2

We have data streaming in on an irregular basis and in quantities that I can not predict. I currently have the commit-interval set to 1 because we want data to be written as soon as we receive it. We sometimes get large numbers of items at a time (~1000-50000 items in a second) which I would like to commit in larger chunks as it takes awhile to write these individually. Is there way to set a timeout on the commit-interval?

Goal: We set the commit-interval to 10000, we get 9900 items and after 1 second it commits the 9900 items rather then waiting until it receives 100 more.

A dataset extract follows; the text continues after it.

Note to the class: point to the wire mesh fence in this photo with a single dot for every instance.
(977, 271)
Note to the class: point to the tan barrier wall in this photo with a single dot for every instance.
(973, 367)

Currently, when we set the commit-interval greater than 1, we just see data waiting to be written until it hits the amount specified by the commit-interval.

ergometer
  • 21
  • 5
  • take a look into http://stackoverflow.com/q/37390602/62201, my first thought for your usecase is about https://en.m.wikipedia.org/wiki/Log_rotation and persisting afterwards – Michael Pralow Jun 09 '16 at 05:20

1 Answers1

0

How is your data streaming in? Is it being loaded to a work table? Added to a queue? Typically you'd just drain the work table or queue with whatever commit interval performs best then re-run the job periodically to check if a new batch of inbound records has been received.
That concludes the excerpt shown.